The deals continue
Neil Farmer discusses recent mergers and acquisitions activity and details how the trend will continue throughout 2017
In my column I have always extolled the virtues of globalisation. I firmly believe that international trade, market expansion and development of new innovative products in emerging market can only be a good thing.
This view is not necessary a popular one. Protectionism, tariffs and international trade barriers seem to be the order of the day.
I offer my opinion based on a career in international business which has allowed me to see first- hand the benefits of global trade, allowing companies to expand their business activities and in so doing creating new markets. Which is why, in a year of economic uncertainty, recent stories about mergers and acquisitions (M&A) in the packaging industry have reaffirmed my view of the positive benefits of international trade. Take, for example, the deal announced just before Christmas 2016 of Canadian-based label and packaging group CCL Industries agreeing to buy film packaging company Innovia Group for £680 million. This must rank as one of the most significant M&A transactions in the industry. CCL is one of the largest speciality label groups in the world, with annual revenues of CAN $3.0 billion. It employs more than 19,000 people and has 150 manufacturing facilities in North America, Latin America, Europe, Asia, Australia and Africa. Of course an important part of the transaction was the acquisition of Innovia`s skills and expertise in polymer banknote production. The recently-launched £5 banknote in the UK was produced by the company. The deal enables CCL to become a leader in this fast-growing technology. I can only see operational, customer and product innovation growth emanating from this. It is an example of how globalisation and critical mass can help technology grow the market for new products.

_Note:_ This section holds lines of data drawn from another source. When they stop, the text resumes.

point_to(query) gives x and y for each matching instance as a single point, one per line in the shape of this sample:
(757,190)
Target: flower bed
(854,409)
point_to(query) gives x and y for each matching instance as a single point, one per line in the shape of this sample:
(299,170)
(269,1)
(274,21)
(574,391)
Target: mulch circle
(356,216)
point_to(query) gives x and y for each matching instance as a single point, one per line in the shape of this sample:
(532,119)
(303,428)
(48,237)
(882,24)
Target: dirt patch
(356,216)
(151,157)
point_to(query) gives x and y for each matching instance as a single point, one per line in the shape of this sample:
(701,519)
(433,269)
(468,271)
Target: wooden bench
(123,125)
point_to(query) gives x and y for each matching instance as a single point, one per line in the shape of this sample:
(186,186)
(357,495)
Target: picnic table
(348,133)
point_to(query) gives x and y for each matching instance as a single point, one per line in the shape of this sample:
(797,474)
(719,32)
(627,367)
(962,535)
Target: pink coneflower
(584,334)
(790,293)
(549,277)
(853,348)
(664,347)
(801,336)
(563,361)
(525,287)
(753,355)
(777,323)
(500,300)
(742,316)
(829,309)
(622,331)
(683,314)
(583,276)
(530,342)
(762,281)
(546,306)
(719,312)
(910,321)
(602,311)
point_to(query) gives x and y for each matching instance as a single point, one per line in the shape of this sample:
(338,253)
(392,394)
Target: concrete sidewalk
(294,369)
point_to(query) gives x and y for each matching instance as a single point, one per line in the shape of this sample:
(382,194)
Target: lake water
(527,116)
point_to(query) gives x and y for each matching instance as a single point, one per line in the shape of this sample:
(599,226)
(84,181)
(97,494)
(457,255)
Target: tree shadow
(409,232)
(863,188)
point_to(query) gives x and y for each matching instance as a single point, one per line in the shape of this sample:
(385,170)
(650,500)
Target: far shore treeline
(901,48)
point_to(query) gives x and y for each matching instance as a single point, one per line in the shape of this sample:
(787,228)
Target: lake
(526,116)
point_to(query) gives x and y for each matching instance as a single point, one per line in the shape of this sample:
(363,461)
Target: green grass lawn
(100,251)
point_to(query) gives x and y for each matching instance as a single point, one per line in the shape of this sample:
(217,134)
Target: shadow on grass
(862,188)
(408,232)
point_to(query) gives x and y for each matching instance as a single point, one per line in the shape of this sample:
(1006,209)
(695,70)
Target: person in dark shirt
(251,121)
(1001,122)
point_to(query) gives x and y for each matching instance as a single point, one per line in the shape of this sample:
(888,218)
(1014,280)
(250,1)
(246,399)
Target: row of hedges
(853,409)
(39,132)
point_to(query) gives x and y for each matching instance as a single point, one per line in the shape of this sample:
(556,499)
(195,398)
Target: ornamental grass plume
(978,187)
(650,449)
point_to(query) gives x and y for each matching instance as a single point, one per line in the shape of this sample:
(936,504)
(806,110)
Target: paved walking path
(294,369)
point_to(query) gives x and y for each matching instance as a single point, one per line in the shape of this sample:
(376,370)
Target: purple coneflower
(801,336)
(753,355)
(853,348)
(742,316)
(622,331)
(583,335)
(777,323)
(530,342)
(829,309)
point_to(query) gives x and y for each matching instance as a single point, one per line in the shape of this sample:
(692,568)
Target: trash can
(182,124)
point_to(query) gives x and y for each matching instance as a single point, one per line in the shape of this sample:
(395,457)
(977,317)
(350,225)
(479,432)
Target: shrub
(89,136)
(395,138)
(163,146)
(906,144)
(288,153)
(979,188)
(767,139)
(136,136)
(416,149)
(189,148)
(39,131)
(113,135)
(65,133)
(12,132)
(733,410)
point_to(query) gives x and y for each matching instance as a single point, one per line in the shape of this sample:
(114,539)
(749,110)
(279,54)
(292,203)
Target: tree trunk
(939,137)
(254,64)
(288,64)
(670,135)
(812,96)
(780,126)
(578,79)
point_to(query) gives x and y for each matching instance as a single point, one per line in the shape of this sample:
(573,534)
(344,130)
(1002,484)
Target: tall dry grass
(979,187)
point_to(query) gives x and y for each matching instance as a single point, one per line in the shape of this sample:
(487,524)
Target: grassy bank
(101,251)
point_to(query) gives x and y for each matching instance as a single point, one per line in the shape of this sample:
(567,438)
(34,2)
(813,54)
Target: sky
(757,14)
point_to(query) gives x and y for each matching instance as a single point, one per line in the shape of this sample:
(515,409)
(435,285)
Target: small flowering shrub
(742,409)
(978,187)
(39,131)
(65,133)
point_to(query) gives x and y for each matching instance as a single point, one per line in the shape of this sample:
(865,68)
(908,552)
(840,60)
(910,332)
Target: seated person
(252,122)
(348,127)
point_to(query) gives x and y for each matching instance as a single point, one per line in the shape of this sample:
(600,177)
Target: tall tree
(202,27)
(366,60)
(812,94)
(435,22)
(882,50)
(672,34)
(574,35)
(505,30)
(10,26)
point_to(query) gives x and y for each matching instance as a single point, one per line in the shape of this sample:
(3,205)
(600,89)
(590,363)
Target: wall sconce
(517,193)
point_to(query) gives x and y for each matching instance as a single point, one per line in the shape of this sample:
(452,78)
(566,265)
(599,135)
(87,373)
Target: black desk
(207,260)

Two acquisitions in December 2016 by RPC Group in buying Dutch-owned storage solution company ESE World and Astrapak in South Africa confirmed its strategy of targeted international expansion. In the case of ESE it enabled RPC to expand its product offering in Europe and with Astrapak it created a foothold in the sub-Saharan market. RPC now has operations in 30 countries and employs 20,000 people. There will be substantial growth for the company over the next five years as advances in plastics technology continue, enabling materials to improve in functional performance and become more environmentally friendly.
Add to this Dutch private equity group Egeria completing the acquisition of Clondalkin Flexible Packaging Group, also in December, and the report that German-based rigid films maker Klockner Pentaplast Group was planning an initial public offering (IPO), you can see why I am bullish about the international market in 2017. Whilst we might be unsure about the political landscape in relation to Russia over the next four years, this has not stopped USA flexible packaging group Sealed Air Corp from launching production at a new Euros 9.5 million food packaging plant at Volgograd in South Western Russia. Sealed Air first entered the Russian market in September 1993 when the now merged packaging business Cryovac established a joint venture. Since then it has helped transform fresh food packaging in Russia.